Nanoconfinement Facilitates Reactions of Carbon Dioxide in Supercritical Water

TL;DR

This study uses ab initio molecular dynamics to show that nanoconfinement in supercritical water enhances CO2 reactions, with mineral interfaces influencing acidity and reaction pathways, impacting deep Earth carbon processes.

Contribution

The paper demonstrates that nanoconfinement significantly increases CO2 reactivity in supercritical water, revealing the role of mineral interfaces in reaction mechanisms.

Findings

Nanoconfinement enhances CO2 reactions in supercritical water.

Mineral interfaces increase solution acidity and alter reaction pathways.
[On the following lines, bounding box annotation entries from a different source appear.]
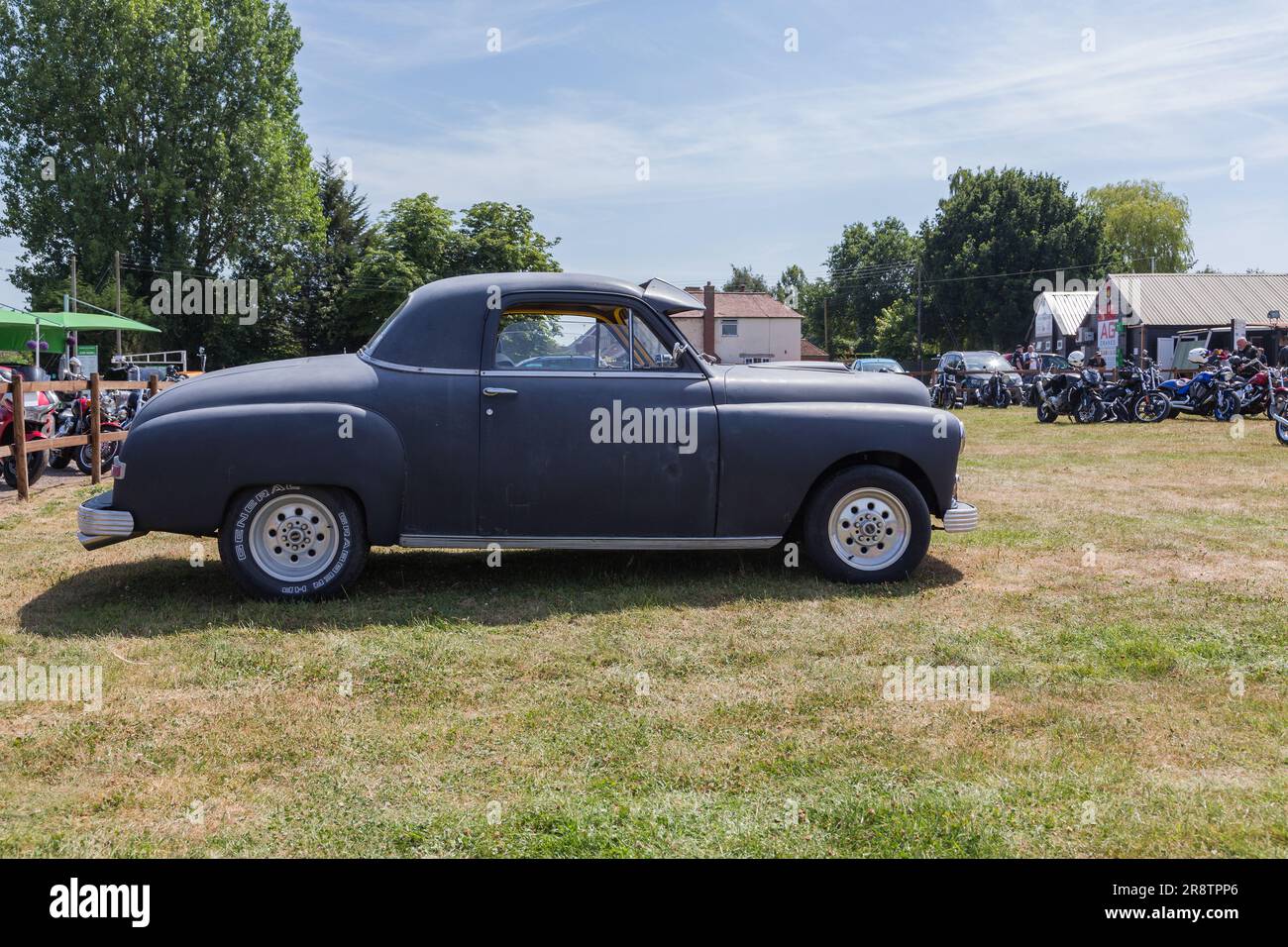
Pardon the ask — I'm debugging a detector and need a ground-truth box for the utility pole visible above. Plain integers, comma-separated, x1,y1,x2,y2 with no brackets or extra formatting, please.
823,296,832,359
116,250,121,353
917,261,926,374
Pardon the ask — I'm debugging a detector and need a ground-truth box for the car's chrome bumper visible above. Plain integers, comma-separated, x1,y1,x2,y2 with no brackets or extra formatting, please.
944,500,979,532
76,492,147,549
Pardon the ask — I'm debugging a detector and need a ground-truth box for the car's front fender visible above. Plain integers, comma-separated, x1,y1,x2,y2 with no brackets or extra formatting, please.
112,402,406,545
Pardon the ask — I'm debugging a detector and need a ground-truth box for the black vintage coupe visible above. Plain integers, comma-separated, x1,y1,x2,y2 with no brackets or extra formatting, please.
78,273,978,598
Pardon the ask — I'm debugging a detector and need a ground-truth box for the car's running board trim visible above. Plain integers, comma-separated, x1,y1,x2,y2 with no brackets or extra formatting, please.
398,533,782,550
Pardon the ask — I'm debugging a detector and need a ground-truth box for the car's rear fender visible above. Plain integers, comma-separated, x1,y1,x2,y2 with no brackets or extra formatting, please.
716,403,962,536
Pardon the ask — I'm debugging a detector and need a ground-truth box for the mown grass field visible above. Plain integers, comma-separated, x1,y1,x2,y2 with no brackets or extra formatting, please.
0,408,1288,857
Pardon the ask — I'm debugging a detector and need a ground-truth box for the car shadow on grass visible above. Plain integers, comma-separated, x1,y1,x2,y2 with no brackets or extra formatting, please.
18,548,962,638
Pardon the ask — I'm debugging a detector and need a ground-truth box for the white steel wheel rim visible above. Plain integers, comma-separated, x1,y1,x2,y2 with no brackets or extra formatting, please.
828,487,912,573
248,493,340,582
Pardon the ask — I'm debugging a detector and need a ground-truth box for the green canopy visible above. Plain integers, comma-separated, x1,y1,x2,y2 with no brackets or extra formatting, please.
0,309,161,352
0,309,161,333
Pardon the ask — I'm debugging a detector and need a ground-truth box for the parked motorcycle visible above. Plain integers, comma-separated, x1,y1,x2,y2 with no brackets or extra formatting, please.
49,391,124,475
1229,356,1275,417
0,368,55,489
1034,352,1105,424
978,371,1012,407
1103,359,1171,424
1266,368,1288,447
930,369,962,410
1162,348,1239,421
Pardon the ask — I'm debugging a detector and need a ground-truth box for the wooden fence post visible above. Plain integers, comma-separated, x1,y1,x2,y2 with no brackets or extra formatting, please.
9,371,27,500
89,371,103,483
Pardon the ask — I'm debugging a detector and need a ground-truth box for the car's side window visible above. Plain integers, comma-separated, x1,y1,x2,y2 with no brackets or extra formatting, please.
493,307,630,371
631,314,677,371
492,303,677,371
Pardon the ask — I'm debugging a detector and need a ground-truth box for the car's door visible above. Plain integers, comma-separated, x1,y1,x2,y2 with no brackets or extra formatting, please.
480,297,718,539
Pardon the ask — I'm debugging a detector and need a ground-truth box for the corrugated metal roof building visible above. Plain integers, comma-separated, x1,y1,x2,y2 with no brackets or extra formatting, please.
1108,273,1288,329
1079,273,1288,366
1029,290,1098,353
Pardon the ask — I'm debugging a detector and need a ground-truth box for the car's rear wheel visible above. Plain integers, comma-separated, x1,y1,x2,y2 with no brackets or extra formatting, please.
805,464,930,582
219,484,368,599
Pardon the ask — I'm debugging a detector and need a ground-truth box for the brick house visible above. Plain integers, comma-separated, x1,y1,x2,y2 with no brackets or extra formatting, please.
671,282,805,365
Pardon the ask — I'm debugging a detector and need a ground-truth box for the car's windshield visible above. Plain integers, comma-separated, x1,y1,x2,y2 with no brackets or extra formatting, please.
962,352,1012,371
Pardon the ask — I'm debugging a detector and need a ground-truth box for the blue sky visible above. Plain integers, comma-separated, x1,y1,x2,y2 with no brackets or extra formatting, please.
0,0,1288,300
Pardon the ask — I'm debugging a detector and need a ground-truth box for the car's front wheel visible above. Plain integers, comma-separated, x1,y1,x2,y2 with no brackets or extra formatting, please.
804,464,930,582
219,484,368,599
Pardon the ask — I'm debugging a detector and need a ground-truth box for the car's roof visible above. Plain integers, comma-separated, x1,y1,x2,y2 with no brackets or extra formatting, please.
365,273,702,371
411,273,702,313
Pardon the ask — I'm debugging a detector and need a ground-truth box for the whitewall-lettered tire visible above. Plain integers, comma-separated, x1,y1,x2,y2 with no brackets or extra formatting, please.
219,483,368,599
804,464,930,582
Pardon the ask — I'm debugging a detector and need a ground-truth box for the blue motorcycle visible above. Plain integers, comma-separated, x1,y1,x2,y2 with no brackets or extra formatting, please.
1159,355,1239,421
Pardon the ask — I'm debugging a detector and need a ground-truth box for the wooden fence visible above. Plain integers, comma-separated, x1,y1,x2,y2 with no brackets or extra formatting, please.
0,372,175,500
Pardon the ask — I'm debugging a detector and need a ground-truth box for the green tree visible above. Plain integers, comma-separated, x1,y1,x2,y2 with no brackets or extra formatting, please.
827,217,921,351
293,155,371,355
720,264,769,292
872,299,935,371
773,263,829,348
446,201,559,275
335,193,559,349
0,0,322,359
1083,180,1194,273
922,167,1104,349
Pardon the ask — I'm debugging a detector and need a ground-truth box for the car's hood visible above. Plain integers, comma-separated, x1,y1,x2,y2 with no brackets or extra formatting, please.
712,362,930,407
136,356,376,425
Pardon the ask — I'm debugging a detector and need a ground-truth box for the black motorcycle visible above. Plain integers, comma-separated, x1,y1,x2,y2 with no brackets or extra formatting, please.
930,368,962,408
1034,368,1105,424
976,371,1012,407
1102,360,1172,424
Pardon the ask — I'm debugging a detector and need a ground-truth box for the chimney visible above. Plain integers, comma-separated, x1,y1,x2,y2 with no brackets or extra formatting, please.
702,279,716,356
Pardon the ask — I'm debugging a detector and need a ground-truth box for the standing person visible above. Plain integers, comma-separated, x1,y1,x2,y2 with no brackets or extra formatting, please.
1234,336,1266,376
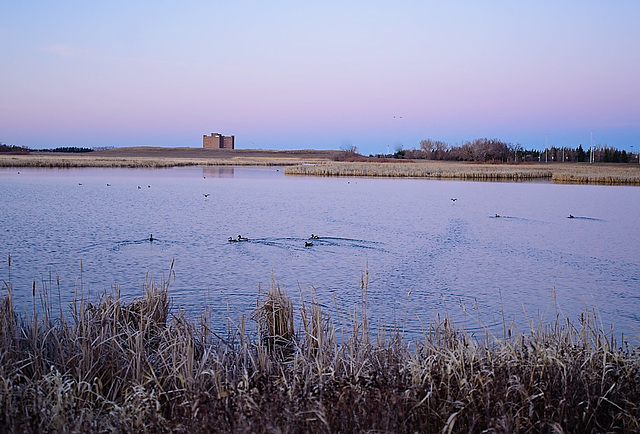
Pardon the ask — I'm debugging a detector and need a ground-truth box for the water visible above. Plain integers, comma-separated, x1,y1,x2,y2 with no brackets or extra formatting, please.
0,167,640,343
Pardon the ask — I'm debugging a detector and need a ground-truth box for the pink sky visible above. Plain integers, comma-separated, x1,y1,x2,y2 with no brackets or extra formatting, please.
0,0,640,153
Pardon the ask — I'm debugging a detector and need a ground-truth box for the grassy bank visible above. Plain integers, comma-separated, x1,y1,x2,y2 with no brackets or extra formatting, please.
0,276,640,433
0,147,335,168
285,161,640,185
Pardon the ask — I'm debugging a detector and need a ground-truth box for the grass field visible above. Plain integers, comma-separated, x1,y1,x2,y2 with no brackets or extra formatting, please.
0,147,640,185
285,161,640,185
0,274,640,433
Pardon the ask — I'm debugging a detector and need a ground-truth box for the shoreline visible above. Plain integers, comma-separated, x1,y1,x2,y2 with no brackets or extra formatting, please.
0,147,640,186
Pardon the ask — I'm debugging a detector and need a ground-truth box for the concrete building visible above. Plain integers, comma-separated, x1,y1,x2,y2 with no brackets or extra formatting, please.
202,133,236,149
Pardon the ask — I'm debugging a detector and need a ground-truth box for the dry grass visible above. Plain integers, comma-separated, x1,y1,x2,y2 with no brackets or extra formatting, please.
0,147,336,168
285,161,640,185
0,270,640,433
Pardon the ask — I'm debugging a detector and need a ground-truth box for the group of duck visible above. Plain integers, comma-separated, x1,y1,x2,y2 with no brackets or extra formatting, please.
229,234,320,247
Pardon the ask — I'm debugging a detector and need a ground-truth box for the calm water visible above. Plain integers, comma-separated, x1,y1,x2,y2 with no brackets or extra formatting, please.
0,167,640,342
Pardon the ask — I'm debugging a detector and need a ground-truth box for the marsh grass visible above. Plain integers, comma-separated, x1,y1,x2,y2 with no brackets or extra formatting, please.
285,161,640,185
0,275,640,433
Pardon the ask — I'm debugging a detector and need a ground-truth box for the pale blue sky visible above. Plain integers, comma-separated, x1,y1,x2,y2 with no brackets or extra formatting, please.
0,0,640,153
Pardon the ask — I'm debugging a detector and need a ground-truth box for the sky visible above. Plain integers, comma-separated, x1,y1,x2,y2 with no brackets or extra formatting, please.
0,0,640,154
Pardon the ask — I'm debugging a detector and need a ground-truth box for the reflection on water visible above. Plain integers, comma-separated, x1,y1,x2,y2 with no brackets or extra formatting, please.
202,166,234,178
0,167,640,342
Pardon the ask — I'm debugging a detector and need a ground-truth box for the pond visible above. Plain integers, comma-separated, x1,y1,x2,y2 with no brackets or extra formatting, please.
0,167,640,342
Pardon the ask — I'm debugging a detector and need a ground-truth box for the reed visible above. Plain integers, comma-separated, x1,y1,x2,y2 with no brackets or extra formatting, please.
0,152,336,168
0,275,640,433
Deep Earth CO2 may be more reactive than previously believed.

Abstract

The reactions of CO$_2$ in water under extreme pressure-temperature conditions are of great importance to the carbon storage and transport below Earth's surface, which substantially affect the carbon budget in the atmosphere. We applied ab initio molecular dynamics simulations to study aqueous carbon solutions nanoconfined by graphene and stishovite (SiO$_2$) at 10 GPa and 1000$\sim$1400 K. We found that CO$_2$(aq) reacts more in nanoconfinement than in bulk. The stishovite-water interface makes the solutions more acidic, which shifts the chemical equilibria, and the interface chemistry also affects the reaction mechanisms. Our findings suggest that CO$_2$(aq) in deep Earth may be more active than previously thought, and confining CO$_2$ and water in nanopores may enhance the efficiency of mineral carbonation.